All 9 Types of DWI Dismissals in Travis County

All 9 Types of DWI Dismissals in Travis County

Charlie goes over all the ways a DWI can be dismissed in Travis County


Q: What are the possible ways a DWI case can be dismissed in Travis County?

A: There are several potential avenues for DWI dismissal in Travis County, including charge rejection, straight dismissal, pre-trial diversion, deferred prosecution, reduction to a class C ticket, obstruction of a highway, participation in specialty courts like Project Engage or Veteran's Court, winning a suppression hearing, jury trial acquittal, and deferred adjudication.

Q: What does 'rejection of the charges' mean in a DWI case?

A: Rejection of charges occurs when the county attorney decides not to file charges after reviewing evidence, possibly due to low blood alcohol content or lack of other incriminating evidence.

Q: How common is a straight dismissal of DWI charges?

A: Straight dismissals are rare and typically occur when the prosecutor believes the facts are not strong enough to pursue, such as when the accused's blood alcohol content is below the legal limit and there was no collision.

Q: What is pre-trial diversion and who qualifies for it?

A: Pre-trial diversion is a program that leads to dismissal if completed. To qualify, the accused's BAC must be under .15, and there must be no associated collision. Participants must regularly demonstrate sobriety through breathalyzer tests.

Q: What is deferred prosecution in Travis County?

A: Deferred prosecution is an agreement to dismiss the charges upfront if the accused follows certain conditions and avoids further trouble for a set period, typically ranging from one to two years.

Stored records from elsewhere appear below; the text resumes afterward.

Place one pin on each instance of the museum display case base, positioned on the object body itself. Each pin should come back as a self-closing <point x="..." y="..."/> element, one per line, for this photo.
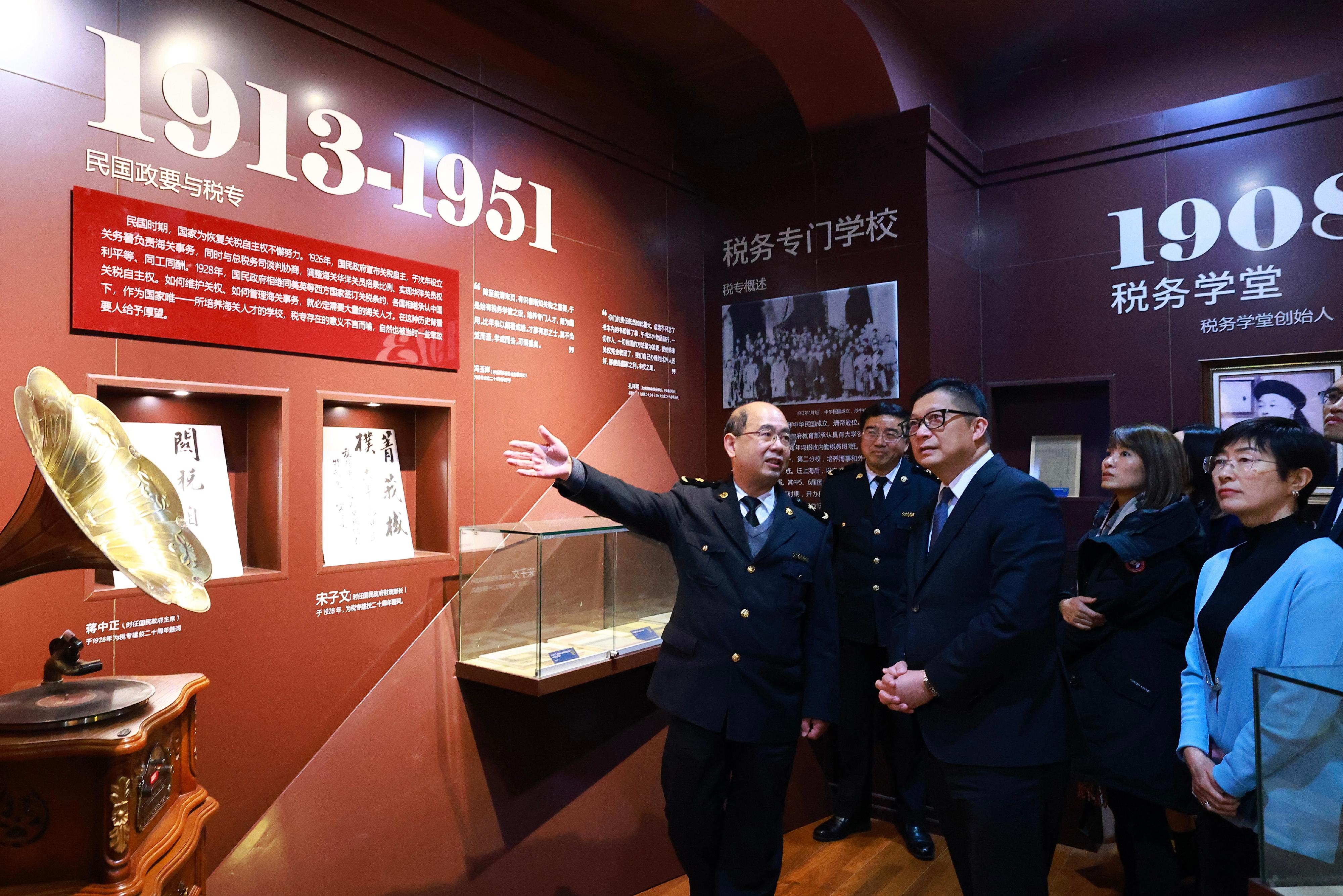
<point x="1260" y="888"/>
<point x="559" y="680"/>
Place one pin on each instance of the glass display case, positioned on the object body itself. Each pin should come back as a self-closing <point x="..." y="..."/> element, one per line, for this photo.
<point x="1299" y="741"/>
<point x="551" y="597"/>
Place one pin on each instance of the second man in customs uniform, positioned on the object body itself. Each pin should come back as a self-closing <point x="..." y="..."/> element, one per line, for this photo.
<point x="872" y="506"/>
<point x="750" y="655"/>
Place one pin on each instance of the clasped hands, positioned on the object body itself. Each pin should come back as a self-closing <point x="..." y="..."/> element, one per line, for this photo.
<point x="902" y="688"/>
<point x="1207" y="790"/>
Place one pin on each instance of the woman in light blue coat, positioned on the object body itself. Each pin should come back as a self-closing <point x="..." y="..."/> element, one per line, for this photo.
<point x="1275" y="601"/>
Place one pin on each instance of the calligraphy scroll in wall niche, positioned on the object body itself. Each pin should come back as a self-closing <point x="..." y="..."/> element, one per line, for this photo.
<point x="365" y="516"/>
<point x="389" y="502"/>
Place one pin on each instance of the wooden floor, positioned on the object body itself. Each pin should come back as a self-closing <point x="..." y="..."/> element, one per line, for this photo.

Q: Can a DWI be reduced to a class C ticket, and what does it entail?

A: Yes, a DWI can be reduced to a class C ticket. This is a favorable outcome where the charge is reduced and, if deferred, can be expunged.

Q: What is the 'obstruction of a highway' plea, and what are its consequences?

A: Obstruction of a highway is a class B misdemeanor that results in probation instead of a DWI conviction, though the charge itself is not expungable.

Q: How do specialty courts like Project Engage and Veteran's Court work in DWI cases?

A: These courts cater to specific groups (young individuals for Project Engage and veterans for Veteran's Court) and offer dismissal tracks for those who qualify and are accepted into the programs.

Q: What happens if I win a suppression hearing?

A: Winning a suppression hearing, typically by proving an unconstitutional stop by an officer, can result in dismissal of the case as evidence is thrown out.

Q: What is the difference between acquittal at a jury trial and deferred adjudication?

A: Acquittal at a jury trial means the accused is found not guilty and the case is dismissed, while deferred adjudication avoids a formal conviction and the case may be sealed after a certain period if conditions are met, though it's not a complete dismissal.

Q: How often do DWI cases go to jury trial in Travis County?

A: DWI cases going to jury trial are relatively rare, with an estimated occurrence of one in 300 cases.

Q: Is deferred adjudication considered a dismissal?

A: No, deferred adjudication is not a dismissal. It avoids a formal conviction if completed properly and the case can be sealed, but the original charges are not dismissed.